Walking Dude, did we have the day off work today? Ill have to look into those carbon .223 arrows.


----------



## walking dude (Jan 18, 2008)

HUH?

werk outta the house


----------



## walking dude (Jan 18, 2008)

opps my bad........that post over the one dudes rt shoulder......him being on the right........looked like a quiver..........

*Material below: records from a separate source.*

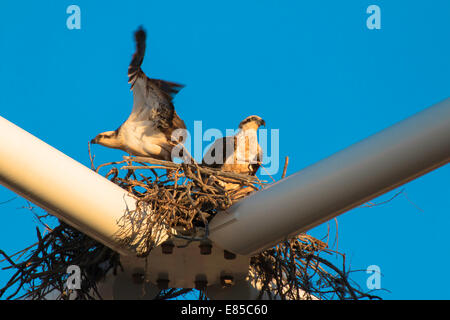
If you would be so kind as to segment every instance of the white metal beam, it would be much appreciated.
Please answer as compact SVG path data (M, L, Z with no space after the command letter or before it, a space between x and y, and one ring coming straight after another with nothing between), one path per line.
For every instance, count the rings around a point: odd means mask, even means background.
M134 210L128 192L42 140L0 117L0 184L108 247L124 248L119 221Z
M216 215L210 239L254 255L450 160L450 98Z

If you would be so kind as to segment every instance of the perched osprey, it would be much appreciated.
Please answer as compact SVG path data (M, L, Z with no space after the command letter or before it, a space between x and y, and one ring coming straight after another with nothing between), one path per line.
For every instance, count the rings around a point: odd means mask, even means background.
M223 171L254 176L261 166L262 149L258 144L257 131L266 123L258 116L249 116L239 124L239 131L231 137L217 139L206 152L202 163ZM225 189L238 185L225 184Z
M121 149L136 156L170 161L172 149L178 144L178 141L172 141L172 132L186 129L172 103L183 86L148 78L141 69L146 39L142 27L134 37L136 52L128 67L128 83L133 90L131 114L117 130L100 133L91 143Z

those ARE rabbits aren't they?


.223 for a BUNNY.........shame on you........LOL


----------



## nh3b's (Jan 18, 2008)

(Chuckle) Ya I could see where ya saw that
	

	
	
		
		



		
		
	


	





. Ya, those are rabbits...jackrabbits. When I lived in Colorado, we did the same thing. Out there .223 is common for this type of hunting. Prarie dogs too

Jackrabbits are different than cottontails......You dont sneak up on them or flush them outta some brush. Out there, your picking them off at 100-200 yds on some ranchers 5000 acres with the Mtns range in front of you. Definately Gods Country!


----------



## travcoman45 (Jan 20, 2008)

OOOOOH!  Fried rabbit, rabbit stew, bbq rabbit!  Oh yeah, rabbit sausage!

Good stuff.


----------



## kookie (Jan 29, 2008)

I like that one.........

Kookie


----------



## peculiarmike (Jan 29, 2008)

Looking at the barrels, they almost look like GAMO air rifles. 1200fps with the right pellets. They are gaining popularity for prairie dogs. Cheap to shoot and VERY effective.


----------



## bustedluckbarbq (Jan 29, 2008)

I can see a super batch of rabbit gravy in someones near future!!! mmmm goood!! over some drop biscuits!!


----------



## nh3b's (Jan 29, 2008)

I know pellet guns have come a long way but, I dont know if I would trust a pellet to shoot with accuracy at 2 or 400 yds. I also know they make a 22 that is air fired.....I would like to try that.

Fried rabbit, biscuts and gravy.....a Sunday morning breakfast when I grew up!!!!


----------



## mossymo (Jan 30, 2008)

Nice pic !!!
PETA can kiss my lilly white.....


----------



## blacklab (Feb 5, 2008)

nh3b's

That is so funny!!!! Thanks for the laugh and idea


----------